February has been a rich month for fieldwork as everybody has an opinion on Carnival. Common discourse and normative values emphasise that contemporary Carnival is vulgar, it’s not really Trinidadian, all the wining (a dance where the main movement is gyrating the hips) and carrying on is indecent. A lot of women agree with this view, but it is undeniable that each year, hundreds of thousands of Trinidadian women play mas. I have been discussing this with Dr Dylan Kerrigan at the University of the West Indies, a fellow anthropologist who has expertise on gender, masculinities and Carnival. We agree that Carnival has retained fractions of its potential for political subversion, perhaps now, not along the lines of race and class, but along the lines of gender. Carnival is the month of the year when a woman of any background, age and race can be extremely scantily clad, dance with whoever she likes and you don’t hear a peep from male onlookers or spectators. Yet, purchasing the space for freedom has an explicit economic dimension, paying for the pre-Carnival parties (fetes) and to play mas with big bands with their own food, drinks, portable bathrooms and security is an investment for a fun (safe) time. The demarcation of expensive fetes and bands makes sure that people of certain levels of society remain in their respective groupings. The one big contradiction to the prestige of going to expensive fetes and playing with big bands is that at this time of year, banks give special loans just for Carnival. People save money over a year (or two) or take out loans to visibly occupy spaces they don’t the rest of the year. Which brings me back to the ongoing theme of visibility.
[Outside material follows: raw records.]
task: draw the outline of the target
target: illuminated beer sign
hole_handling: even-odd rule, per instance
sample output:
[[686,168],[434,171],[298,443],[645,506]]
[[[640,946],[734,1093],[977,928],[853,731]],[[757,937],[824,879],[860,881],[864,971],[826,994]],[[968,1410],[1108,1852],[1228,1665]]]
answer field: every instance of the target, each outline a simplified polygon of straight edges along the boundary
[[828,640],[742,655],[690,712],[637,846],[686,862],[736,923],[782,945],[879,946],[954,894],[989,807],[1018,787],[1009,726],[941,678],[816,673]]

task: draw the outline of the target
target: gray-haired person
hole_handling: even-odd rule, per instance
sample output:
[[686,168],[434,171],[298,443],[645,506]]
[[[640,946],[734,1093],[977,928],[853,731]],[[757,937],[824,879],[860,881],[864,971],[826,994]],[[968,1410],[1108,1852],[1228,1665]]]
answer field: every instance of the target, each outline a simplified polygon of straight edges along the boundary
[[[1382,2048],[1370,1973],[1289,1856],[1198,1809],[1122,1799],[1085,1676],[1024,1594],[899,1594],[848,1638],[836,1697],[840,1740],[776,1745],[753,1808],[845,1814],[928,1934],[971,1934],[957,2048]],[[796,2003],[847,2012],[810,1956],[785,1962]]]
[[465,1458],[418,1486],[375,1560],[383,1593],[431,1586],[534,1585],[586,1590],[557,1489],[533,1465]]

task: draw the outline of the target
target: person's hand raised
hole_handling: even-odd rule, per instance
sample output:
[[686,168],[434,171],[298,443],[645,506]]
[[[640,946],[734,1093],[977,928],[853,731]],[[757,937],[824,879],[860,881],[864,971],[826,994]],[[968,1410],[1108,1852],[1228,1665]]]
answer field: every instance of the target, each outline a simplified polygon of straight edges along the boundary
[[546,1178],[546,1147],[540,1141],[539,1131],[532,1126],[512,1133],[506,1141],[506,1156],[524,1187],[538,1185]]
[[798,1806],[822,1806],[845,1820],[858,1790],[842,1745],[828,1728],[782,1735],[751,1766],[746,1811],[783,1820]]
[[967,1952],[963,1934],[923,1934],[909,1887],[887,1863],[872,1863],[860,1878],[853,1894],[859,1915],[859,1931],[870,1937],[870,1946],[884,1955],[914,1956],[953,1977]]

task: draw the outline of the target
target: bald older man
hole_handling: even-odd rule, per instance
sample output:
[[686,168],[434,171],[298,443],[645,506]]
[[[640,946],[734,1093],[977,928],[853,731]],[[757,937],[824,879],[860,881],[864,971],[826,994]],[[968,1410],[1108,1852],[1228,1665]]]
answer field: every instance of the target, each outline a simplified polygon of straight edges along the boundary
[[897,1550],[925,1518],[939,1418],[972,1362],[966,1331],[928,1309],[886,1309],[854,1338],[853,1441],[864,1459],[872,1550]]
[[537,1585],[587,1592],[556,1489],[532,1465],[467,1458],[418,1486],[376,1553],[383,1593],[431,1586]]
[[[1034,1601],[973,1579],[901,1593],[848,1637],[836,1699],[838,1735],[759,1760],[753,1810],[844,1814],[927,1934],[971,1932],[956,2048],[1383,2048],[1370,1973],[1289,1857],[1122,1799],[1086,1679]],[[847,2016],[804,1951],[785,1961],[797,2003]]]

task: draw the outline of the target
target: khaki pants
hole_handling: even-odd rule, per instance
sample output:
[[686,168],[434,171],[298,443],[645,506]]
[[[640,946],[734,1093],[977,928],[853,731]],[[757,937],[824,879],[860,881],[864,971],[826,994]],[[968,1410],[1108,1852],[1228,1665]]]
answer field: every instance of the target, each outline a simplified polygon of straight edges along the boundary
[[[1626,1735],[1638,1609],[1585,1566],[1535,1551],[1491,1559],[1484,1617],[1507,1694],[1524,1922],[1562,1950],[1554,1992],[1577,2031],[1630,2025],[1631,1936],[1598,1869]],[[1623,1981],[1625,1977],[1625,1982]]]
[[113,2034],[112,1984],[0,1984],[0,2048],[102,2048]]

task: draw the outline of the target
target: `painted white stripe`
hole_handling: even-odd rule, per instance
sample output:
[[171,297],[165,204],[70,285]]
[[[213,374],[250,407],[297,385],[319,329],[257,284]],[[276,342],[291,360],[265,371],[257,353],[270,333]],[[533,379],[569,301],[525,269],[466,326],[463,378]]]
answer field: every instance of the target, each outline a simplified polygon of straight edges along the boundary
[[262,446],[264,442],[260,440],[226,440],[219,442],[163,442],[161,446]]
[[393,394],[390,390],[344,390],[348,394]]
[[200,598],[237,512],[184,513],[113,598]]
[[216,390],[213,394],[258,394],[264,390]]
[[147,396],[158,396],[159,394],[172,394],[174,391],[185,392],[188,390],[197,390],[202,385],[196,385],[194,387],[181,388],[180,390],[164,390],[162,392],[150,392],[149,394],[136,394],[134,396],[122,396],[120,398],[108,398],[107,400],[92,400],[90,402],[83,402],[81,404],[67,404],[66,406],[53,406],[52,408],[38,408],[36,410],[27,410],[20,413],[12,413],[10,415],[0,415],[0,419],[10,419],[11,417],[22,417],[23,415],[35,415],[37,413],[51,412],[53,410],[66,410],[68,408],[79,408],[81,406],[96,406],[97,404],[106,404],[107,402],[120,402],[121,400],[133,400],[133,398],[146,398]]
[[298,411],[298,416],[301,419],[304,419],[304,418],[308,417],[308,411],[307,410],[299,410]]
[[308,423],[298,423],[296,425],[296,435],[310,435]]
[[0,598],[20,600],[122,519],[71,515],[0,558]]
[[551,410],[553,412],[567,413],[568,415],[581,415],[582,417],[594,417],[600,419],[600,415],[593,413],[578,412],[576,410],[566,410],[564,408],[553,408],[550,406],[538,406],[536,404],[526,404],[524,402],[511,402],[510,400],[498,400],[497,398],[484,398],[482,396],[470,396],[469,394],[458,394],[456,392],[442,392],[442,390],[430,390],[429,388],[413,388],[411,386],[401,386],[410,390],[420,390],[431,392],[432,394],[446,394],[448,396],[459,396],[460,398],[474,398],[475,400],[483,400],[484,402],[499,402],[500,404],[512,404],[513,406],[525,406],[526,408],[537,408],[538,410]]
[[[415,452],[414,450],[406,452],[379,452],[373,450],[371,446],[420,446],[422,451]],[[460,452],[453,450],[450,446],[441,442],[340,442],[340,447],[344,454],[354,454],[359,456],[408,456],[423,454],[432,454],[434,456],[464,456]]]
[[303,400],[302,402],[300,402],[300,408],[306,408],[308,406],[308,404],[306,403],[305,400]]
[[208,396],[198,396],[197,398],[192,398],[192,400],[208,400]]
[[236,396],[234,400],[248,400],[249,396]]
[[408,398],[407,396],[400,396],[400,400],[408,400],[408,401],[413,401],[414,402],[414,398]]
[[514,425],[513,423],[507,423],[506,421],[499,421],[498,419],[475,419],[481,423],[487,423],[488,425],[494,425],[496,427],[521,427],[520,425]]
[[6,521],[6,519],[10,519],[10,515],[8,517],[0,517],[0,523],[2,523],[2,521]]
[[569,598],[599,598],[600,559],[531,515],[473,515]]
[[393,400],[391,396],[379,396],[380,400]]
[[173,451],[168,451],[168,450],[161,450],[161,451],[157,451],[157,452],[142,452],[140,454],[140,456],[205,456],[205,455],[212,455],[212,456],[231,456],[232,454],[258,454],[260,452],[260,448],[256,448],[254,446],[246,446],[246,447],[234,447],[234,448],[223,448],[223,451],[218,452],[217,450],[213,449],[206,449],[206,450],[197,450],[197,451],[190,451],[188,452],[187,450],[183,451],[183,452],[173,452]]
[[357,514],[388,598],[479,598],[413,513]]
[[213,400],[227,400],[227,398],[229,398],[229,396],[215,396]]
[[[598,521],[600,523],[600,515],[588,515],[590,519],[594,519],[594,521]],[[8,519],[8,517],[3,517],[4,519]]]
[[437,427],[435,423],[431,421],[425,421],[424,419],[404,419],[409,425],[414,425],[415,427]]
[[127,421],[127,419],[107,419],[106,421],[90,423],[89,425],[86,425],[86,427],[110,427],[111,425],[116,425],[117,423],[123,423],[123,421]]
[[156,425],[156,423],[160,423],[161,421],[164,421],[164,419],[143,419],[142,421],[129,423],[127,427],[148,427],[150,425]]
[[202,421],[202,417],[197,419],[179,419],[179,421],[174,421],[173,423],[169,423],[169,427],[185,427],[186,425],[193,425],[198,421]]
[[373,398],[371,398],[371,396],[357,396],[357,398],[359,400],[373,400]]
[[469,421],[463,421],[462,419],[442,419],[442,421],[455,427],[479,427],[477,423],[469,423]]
I thought that if so much money is being spent on parties and costumes, surely this is the time of year Facebook would be inundated with selfies and mirror shots. Carnival is the pinnacle of the year to be seen by others. With the prestige of fetes and bands, comes with being photographed. Danny Miller is currently doing an in depth study of one such photography company that takes photos in fetes and uploads them to social media and their own website, reminiscent of the society pages in newspapers and magazines. Trinidad is a small society with few print magazine publications. The biggest and most expensive bands publish their own magazines after Carnival, displaying photos of masqueraders on Carnival Monday or Tuesday. Anybody who plays mas with these bands could be potentially snapped for the magazine. The photos I have seen on Facebook of masqueraders have mostly been tagged by others. The extreme few selfies have been ‘before going out’ shots. I saw many people with camera phones on the day, but there is an etiquette of visibility that photos of you are posted by others. What is the point of being the show and being the spectacle for your own gaze, otherwise?

Contemporary society pages are now the pages of social media. Four major social photography companies regularly post photos of events they have photographed on Facebook and people can tag themselves. The brands of photographers and the brands of fetes and bands is another aspect of how Facebook is made Trinidadian, through emulating the society pages of print magazines.

*Callalloo: a local dish made of mixed vegetables and cooked together, but also a local idiom for the mixed culture of Trinidad.